If that overflow happens, then the original and the new host have an
uptime difference in the range of >200 hundreds of years. Very realistic
scenario...

Of course this can happen if you feed crap into the interface, but do
you really think that forwarding all crap to a guest is the right thing
to do?

As we all know the hypervisor orchestration stuff is perfect and would
never feed crap into the kernel which happily proliferates that crap to
the guest...

Seriously??

Thanks,

        tglx

Re: WARNING in vcpu_enter_guest

[Paolo Bonzini]

On 20/03/20 01:18, Thomas Gleixner wrote:
>> No, it is possible to do that depending on the clock setup on the live
>> migration source.  You could cause the warning anyway by setting the
>> clock to a very high (signed) value so that kernel_ns + kvmclock_offset
>> overflows.
>
> If that overflow happens, then the original and the new host have an
> uptime difference in the range of >200 hundreds of years. Very realistic
> scenario...
> 
> Of course this can happen if you feed crap into the interface, but do
> you really think that forwarding all crap to a guest is the right thing
> to do?
> 
> As we all know the hypervisor orchestration stuff is perfect and would
> never feed crap into the kernel which happily proliferates that crap to
> the guest...

But the point is, is there a sensible way to detect it?  Only allowing
>= -2^62 and < 2^62 or something like that is an ad hoc fix for a
warning that probably will never trigger outside fuzzing.  I would
expect that passing the wrong sign is a more likely mistake than being
off by 2^63.

This data is available everywhere between strace, kernel tracepoints and
QEMU tracepoints or guest checkpoint (live migration) data.  I just
don't see much advantage in keeping the warning.

Paolo

Re: WARNING in vcpu_enter_guest

[Thomas Gleixner]

Paolo Bonzini <pbonzini@redhat.com> writes:
> On 20/03/20 01:18, Thomas Gleixner wrote:
>>> No, it is possible to do that depending on the clock setup on the live
>>> migration source.  You could cause the warning anyway by setting the
>>> clock to a very high (signed) value so that kernel_ns + kvmclock_offset
>>> overflows.
>>
>> If that overflow happens, then the original and the new host have an
>> uptime difference in the range of >200 hundreds of years. Very realistic
>> scenario...
>> 
>> Of course this can happen if you feed crap into the interface, but do
>> you really think that forwarding all crap to a guest is the right thing
>> to do?
>> 
>> As we all know the hypervisor orchestration stuff is perfect and would
>> never feed crap into the kernel which happily proliferates that crap to
>> the guest...
>
> But the point is, is there a sensible way to detect it?  Only allowing
> >= -2^62 and < 2^62 or something like that is an ad hoc fix for a
> warning that probably will never trigger outside fuzzing.  I would
> expect that passing the wrong sign is a more likely mistake than being
> off by 2^63.
>
> This data is available everywhere between strace, kernel tracepoints and
> QEMU tracepoints or guest checkpoint (live migration) data.  I just
> don't see much advantage in keeping the warning.

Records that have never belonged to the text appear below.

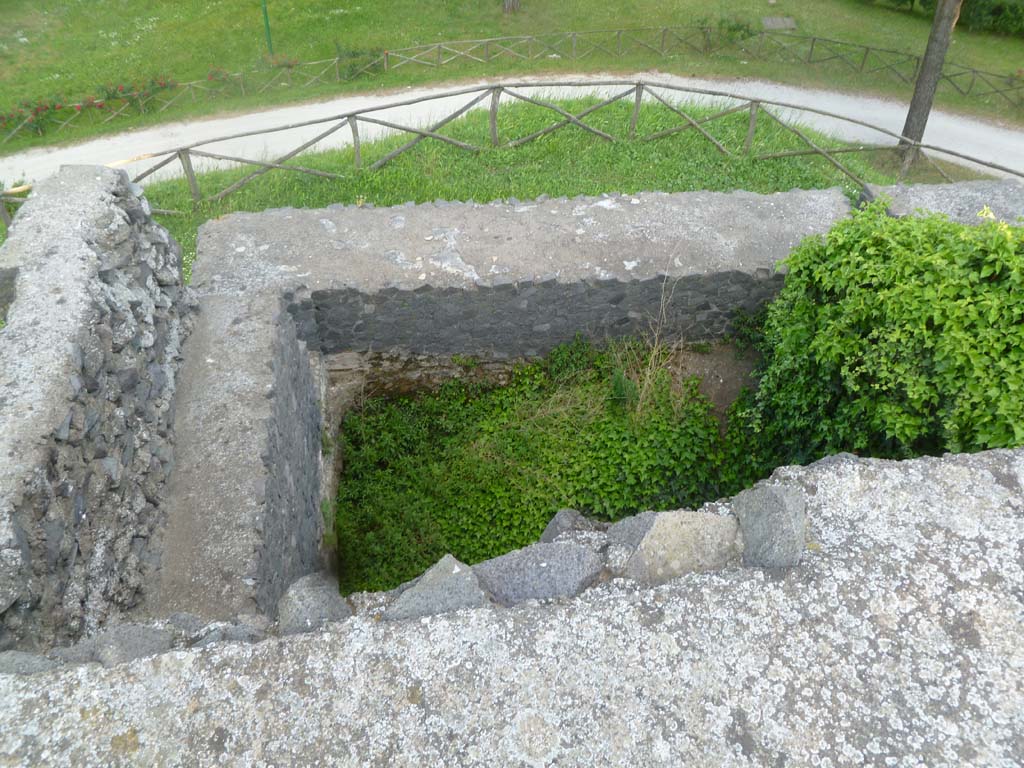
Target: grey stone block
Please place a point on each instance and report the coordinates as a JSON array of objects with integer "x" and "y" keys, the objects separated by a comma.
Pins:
[
  {"x": 449, "y": 585},
  {"x": 624, "y": 538},
  {"x": 773, "y": 520},
  {"x": 540, "y": 571},
  {"x": 309, "y": 603},
  {"x": 19, "y": 663},
  {"x": 563, "y": 521},
  {"x": 683, "y": 542}
]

The warning is useless. But you want a sanity check in the ioctl and
return -EMORON if it is out of bounds simply because the guest will
malfunction if your offset is bogus. Look at the timekeeping and time
namespace sanity checks.

Thanks,

        tglx

Re: WARNING in vcpu_enter_guest

[syzbot]

syzbot has bisected this bug to:

commit 9446e6fce0ab9dfd44b96f630b4e3a0a0ab879fd
Author: Paolo Bonzini <pbonzini@redhat.com>
Date:   Wed Feb 12 12:27:10 2020 +0000

    KVM: x86: fix WARN_ON check of an unsigned less than zero

bisection log:  https://syzkaller.appspot.com/x/bisect.txt?x=1744891de00000
start commit:   5076190d mm: slub: be more careful about the double cmpxch..
git tree:       upstream
final crash:    https://syzkaller.appspot.com/x/report.txt?x=14c4891de00000
console output: https://syzkaller.appspot.com/x/log.txt?x=10c4891de00000
kernel config:  https://syzkaller.appspot.com/x/.config?x=9f894bd92023de02
dashboard link: https://syzkaller.appspot.com/bug?extid=00be5da1d75f1cc95f6b
syz repro:      https://syzkaller.appspot.com/x/repro.syz?x=10bb4023e00000

Reported-by: syzbot+00be5da1d75f1cc95f6b@syzkaller.appspotmail.com
Fixes: 9446e6fce0ab ("KVM: x86: fix WARN_ON check of an unsigned less than zero")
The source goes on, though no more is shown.